Customers are shopping between the two ride-hail leaders and taking the car with the better price.
Ride-sharing customers are becoming less loyal.
Americans who used both Uber and Lyft in the last quarter of 2018 accounted for about a third of the companies’ ride-sharing revenue, according to new data from Earnest Research, which analyzes purchases from millions of anonymized US credit and debit cards. That’s up 13 percentage points from the beginning of 2016.
Uber-only riders still controlled a majority of that ride-share revenue last quarter — 51 percent — but that’s shrinking as a greater share of customers use Lyft, both together with Uber and on its own. Some 15 percent of revenue was from Lyft-only riders, up from 5 percent two years ago.
Overall, Uber grabbed 70 percent of the ride-share revenue in Q4 2018, compared with 30 percent for Lyft*, meaning Uber takes a bigger share of the revenue in the group that uses both.
The gap between market share overall and among people who use both services likely means that when people have both apps, they shop between them and take the car with the better price. That could lead to even more pressure on the ride-sharing giants to lower prices and offer promotions.

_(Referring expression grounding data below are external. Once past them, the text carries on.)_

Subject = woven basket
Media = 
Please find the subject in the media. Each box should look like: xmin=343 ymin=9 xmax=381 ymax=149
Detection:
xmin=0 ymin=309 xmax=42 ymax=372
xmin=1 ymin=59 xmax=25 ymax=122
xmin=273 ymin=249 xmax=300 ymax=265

It’s also pushing the companies — both of which plan to hit the public markets at giant valuations this year — to differentiate themselves. As Recode’s Pivot co-host Scott Galloway has said, currently they don’t have much in the way of “moats” surrounding their businesses because they’re essentially offering the same services. That means it could be pretty simple for a competitor to come in and take market share by offering the same thing at a lower price.
Uber wants to expand its offerings to become the “Amazon of transportation,” by selling third-party goods and services like it does with Uber Eats. Both Uber and Lyft have expanded into other transportation markets, including scooters. And both Uber and Lyft are trying to lock in core customers by instituting loyalty and reward programs.

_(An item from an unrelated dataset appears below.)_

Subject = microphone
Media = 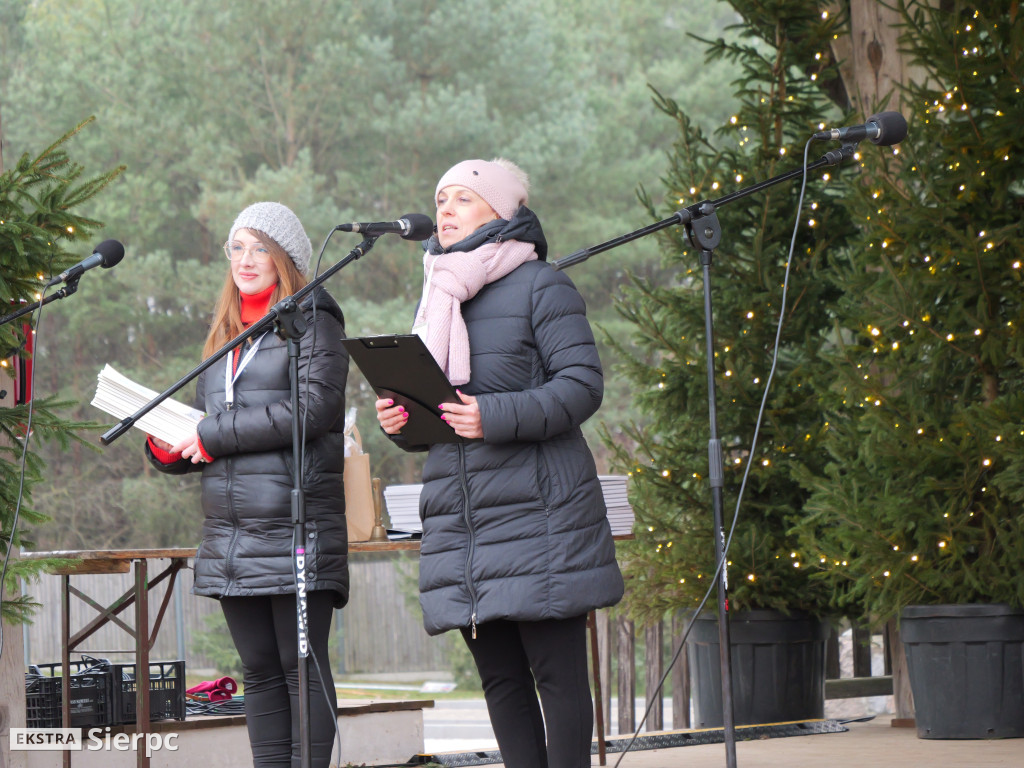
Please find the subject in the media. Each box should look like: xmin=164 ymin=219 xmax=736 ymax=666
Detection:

Uber’s bad behavior, including sexual harassment scandals and controversy surrounding Trump’s travel ban, caused some people to boycott the company in a #deleteUber campaign. The efforts hurt Uber’s market share and helped Lyft’s, as people considered Lyft to be the more socially conscious option.
Under its new leadership, however, Uber has recovered. And Lyft is now in some trouble of its own for trying to avoid paying its New York drivers a new, higher minimum wage, leading people to question whether Lyft is any better than Uber.
As competition for dominance intensifies, the battle to capture loyal users will be fought on both the price and perception fronts. And increasingly, this war will happen in the public eye. Only 3 percent of Americans had never heard of ride-hailing services like Uber or Lyft in 2018, according to Pew Research. That’s down from 33 percent who hadn’t heard of ride sharing three years earlier.
About a third of Americans have used ride-hailing services, depending on which study you read, and that number has been rising rapidly.
When Uber and Lyft go public, they will have even more name recognition.
* Note that market-share data here does not include Uber’s and Lyft’s much smaller competitors like Gett, Juno, and Via.